"IT'S NOT ALL ABOUT MONEY."
In her first major policy address today, we're told that Governor Palin will call for "full funding" of special education. Special needs children are "not a problem, they're a priority," she told Jill Zuckman of The Chicago Tribune, and will presumably say today.
"Full funding" of special education has a specific meaning. The Individuals with Disabilities Education Act (IDEA) sets a target of 40 percent for the federal share of funding for children with special needs, to ease the burden on states and local governments. The reality has been more like 17 percent. For years, there has been a struggle in Congress to get closer to the promised "full funding," with significant progress made in the late Clinton and early Bush year as the federal share crossed the 10 percent and then the 15 percent threshold, though it still fell far short of "full funding," which would cost an additional $25 billion a year.
Few are opposed on the merits to full funding of IDEA. The obstacle has always been the budget, and the fact that such domestic spending is crowded out by tax cuts, defense spending and then concern about the deficit. Special needs children may be a "priority," but they have fallen behind these others.
And in the McCain-Palin agenda, they still do. McCain has proposed a "spending freeze," with exceptions for entitlements, defense and veterans programs. That leaves the category known as domestic discretionary spending, which includes programs like IDEA. In the current budget, domestic discretionary spending totals $392 billion. So fully funding IDEA, while implementing a spending freeze on that category would require cutting every other domestic program by an average of 6.4 percent. That would include Pell Grants, the Low-Income Home Energy Assistance Program, WIC, clean-energy research, Section 8 housing -- dozens and dozens of programs. I hope someone today will ask Governor Palin whether she's proposing to cut all those programs, and why.
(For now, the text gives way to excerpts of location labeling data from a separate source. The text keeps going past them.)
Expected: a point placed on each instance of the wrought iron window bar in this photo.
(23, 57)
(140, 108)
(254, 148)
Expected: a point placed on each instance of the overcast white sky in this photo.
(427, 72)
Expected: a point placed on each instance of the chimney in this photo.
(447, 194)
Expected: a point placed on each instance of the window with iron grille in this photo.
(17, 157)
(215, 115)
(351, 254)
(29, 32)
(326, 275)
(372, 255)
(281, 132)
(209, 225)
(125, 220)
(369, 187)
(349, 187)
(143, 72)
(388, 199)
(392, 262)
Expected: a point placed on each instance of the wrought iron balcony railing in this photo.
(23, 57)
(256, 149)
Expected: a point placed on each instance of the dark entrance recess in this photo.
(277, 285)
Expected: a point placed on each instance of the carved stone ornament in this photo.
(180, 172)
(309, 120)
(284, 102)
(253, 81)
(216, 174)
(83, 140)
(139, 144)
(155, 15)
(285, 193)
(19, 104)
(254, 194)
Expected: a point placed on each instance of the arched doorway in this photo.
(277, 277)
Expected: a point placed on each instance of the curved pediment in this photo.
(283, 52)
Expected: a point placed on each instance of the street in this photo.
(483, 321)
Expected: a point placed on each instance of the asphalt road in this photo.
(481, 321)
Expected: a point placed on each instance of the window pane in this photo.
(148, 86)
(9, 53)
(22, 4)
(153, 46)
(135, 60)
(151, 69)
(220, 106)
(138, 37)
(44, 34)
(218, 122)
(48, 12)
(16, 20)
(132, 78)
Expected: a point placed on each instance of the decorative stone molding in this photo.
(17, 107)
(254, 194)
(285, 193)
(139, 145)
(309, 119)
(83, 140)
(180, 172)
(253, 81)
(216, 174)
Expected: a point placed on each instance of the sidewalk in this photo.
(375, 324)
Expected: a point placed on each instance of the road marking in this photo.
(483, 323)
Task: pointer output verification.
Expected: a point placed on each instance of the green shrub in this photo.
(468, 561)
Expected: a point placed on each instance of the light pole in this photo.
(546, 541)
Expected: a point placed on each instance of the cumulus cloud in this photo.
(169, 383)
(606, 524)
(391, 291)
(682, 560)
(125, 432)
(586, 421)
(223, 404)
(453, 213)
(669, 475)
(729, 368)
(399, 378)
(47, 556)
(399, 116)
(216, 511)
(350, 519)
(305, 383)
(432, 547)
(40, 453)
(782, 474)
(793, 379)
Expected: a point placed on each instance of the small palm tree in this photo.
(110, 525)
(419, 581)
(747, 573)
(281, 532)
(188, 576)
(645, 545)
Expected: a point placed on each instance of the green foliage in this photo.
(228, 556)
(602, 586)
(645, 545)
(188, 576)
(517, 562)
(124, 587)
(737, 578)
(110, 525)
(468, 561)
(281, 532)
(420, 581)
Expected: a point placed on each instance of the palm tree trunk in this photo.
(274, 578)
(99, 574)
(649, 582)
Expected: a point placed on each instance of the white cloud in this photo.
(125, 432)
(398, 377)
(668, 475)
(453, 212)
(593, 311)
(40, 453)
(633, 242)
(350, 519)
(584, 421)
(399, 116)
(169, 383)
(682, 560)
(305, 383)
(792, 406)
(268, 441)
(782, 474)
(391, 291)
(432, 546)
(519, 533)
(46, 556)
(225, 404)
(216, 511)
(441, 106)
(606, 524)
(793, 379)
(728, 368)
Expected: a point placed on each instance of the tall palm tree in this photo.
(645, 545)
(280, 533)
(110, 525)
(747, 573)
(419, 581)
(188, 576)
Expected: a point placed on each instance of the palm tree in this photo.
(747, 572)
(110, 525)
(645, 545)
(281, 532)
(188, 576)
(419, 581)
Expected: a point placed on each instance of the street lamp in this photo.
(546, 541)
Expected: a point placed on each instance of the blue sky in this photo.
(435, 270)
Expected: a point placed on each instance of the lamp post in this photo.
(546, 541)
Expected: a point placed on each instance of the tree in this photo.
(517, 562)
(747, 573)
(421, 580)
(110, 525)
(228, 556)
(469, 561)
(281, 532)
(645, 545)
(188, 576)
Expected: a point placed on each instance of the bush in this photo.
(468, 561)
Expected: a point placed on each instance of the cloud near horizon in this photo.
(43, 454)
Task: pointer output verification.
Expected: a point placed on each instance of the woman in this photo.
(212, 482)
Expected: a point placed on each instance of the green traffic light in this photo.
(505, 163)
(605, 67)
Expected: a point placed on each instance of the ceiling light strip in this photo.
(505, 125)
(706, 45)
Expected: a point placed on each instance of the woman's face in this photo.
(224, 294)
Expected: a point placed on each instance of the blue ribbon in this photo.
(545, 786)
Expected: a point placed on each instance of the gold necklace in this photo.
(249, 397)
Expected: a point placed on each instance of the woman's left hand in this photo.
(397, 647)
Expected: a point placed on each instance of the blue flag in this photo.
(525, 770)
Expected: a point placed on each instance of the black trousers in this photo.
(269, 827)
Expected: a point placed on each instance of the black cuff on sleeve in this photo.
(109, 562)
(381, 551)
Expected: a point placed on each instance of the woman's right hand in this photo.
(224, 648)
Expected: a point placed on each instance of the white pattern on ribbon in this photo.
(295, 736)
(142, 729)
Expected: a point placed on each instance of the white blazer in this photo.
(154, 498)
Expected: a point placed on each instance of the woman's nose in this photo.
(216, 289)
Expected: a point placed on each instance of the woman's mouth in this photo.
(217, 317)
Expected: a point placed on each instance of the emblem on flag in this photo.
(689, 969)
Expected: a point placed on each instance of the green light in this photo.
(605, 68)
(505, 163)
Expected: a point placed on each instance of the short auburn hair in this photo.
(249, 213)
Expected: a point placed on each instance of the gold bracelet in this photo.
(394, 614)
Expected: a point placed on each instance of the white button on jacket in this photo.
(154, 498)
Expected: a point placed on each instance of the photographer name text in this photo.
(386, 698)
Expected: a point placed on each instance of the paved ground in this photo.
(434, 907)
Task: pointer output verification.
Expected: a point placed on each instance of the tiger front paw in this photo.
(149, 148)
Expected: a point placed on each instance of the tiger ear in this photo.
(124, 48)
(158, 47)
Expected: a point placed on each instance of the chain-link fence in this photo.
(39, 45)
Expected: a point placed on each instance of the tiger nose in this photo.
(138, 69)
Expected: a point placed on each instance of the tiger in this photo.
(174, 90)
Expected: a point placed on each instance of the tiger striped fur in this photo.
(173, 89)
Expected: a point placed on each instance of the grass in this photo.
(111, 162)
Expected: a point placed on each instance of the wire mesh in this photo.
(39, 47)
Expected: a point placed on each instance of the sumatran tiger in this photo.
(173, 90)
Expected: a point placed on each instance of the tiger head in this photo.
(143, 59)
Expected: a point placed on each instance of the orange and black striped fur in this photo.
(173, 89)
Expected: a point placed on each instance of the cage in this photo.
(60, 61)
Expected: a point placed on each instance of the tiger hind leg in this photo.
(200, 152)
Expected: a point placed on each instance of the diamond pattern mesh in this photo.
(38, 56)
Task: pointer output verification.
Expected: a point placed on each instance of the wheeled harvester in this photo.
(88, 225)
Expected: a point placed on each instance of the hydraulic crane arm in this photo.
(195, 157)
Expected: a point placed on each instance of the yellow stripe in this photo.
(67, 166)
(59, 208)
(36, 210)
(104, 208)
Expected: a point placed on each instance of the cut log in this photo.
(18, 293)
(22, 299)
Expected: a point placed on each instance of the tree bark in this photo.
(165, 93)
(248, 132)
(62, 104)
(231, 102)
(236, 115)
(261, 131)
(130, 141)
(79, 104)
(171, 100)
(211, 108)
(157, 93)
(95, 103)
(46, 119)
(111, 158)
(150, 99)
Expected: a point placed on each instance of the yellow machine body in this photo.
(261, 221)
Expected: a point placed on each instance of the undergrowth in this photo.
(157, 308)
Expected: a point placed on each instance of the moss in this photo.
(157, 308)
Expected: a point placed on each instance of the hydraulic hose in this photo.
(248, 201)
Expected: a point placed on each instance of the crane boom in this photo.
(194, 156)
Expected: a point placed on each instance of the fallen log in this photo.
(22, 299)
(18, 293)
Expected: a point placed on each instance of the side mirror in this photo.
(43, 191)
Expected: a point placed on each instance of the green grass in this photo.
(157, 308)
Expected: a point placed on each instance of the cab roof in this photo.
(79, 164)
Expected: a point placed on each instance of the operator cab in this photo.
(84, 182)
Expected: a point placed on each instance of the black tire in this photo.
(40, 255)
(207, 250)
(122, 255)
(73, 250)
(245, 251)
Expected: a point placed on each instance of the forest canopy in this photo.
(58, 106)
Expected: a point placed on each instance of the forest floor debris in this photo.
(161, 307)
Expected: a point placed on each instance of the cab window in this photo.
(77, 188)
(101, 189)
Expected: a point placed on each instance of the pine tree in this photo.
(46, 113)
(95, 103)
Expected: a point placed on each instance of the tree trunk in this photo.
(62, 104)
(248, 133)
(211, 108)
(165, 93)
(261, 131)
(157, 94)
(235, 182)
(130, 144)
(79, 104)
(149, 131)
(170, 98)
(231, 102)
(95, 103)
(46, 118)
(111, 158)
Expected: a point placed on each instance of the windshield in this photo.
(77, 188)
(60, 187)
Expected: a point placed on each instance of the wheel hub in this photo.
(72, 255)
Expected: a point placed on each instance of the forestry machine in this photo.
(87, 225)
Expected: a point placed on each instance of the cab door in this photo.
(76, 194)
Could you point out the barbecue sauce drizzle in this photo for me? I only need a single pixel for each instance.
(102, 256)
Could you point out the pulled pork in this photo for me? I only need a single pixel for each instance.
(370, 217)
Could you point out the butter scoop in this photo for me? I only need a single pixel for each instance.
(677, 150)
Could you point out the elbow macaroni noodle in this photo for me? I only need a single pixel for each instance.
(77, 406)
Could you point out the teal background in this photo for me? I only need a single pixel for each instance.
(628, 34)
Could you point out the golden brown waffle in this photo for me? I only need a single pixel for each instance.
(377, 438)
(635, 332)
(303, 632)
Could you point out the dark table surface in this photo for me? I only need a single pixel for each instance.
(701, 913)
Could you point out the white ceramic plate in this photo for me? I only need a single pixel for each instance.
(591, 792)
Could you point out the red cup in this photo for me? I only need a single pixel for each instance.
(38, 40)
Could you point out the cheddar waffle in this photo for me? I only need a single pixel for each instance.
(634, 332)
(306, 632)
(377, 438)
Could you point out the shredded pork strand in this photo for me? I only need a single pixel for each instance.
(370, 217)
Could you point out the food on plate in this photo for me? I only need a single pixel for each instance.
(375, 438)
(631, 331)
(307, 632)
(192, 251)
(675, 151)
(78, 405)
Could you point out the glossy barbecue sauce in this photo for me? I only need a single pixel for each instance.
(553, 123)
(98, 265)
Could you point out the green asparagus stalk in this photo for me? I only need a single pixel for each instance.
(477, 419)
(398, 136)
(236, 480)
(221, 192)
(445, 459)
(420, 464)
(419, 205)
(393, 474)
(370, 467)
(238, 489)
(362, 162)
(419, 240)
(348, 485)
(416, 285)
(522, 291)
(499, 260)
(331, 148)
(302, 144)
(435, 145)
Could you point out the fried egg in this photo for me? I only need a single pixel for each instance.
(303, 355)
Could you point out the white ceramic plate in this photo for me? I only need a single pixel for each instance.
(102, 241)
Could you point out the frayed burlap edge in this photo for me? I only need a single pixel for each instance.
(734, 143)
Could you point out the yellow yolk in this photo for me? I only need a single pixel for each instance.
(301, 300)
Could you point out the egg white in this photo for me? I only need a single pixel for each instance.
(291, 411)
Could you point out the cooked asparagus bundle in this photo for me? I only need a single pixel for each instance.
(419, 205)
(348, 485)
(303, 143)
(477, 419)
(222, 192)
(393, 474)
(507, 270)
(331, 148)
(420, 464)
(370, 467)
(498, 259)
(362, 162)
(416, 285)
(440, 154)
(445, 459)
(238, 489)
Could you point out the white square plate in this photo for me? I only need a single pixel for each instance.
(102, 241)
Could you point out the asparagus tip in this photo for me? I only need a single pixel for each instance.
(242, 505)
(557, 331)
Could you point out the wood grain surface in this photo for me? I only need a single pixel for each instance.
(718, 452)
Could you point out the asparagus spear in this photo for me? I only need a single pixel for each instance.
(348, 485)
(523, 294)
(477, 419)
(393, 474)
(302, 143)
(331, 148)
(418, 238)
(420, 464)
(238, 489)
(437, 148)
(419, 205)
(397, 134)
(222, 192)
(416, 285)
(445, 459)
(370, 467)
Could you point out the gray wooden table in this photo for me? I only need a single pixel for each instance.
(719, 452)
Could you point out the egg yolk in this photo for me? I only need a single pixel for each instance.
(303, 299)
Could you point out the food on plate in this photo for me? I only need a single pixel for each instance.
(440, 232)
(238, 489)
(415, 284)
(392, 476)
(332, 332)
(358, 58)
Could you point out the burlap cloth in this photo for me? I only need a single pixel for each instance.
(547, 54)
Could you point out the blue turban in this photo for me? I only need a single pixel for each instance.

This is the apotheosis of what I once called (long before the former Miss Wasilla joined the ticket), "Miss America Conservatism," in which conservatives express disdain for all of government except for their single "platform" issue on which they lavish money and attention (as Palin says, "it's not all about money") to show their human side. Yes, governor, it is all about money, and when your priorities are tax cuts, war and freezing spending, special needs children are not going to be a priority.
--Mark Schmitt
Feeds: 



COMMENTS (3)
First thing I thought when I read 'Miss America Conservatism' was about some GOP Senator who was for funding mental illness because someone in his family had one.
Gee, I wondered, where in the world had I read that originally ...
Posted by: leo | October 24, 2008 10:46 AM
The only thing Sarah Palin knows about special needs children is that she has one.
Were special needs children a Palin priority before Trig came along? Why not, I wonder? (And I think I know the answer.)
Posted by: Lone Wolf | October 24, 2008 11:40 AM
from lone wolf:
Were special needs children a Palin priority before Trig came along?
...and, I might add, was is on camp palin's radar to talk about it until it was apparent that Obama might be about to get some serious somber, sympathy press due to circumstances surrounding his grandmother?
The 'pubs are always reacting, playing catch-up. And in doing so, triavalize important issues and basically crap all over a good portion of the population that are anxious about all kinds of uncertainty, including their loved ones who have disabilities.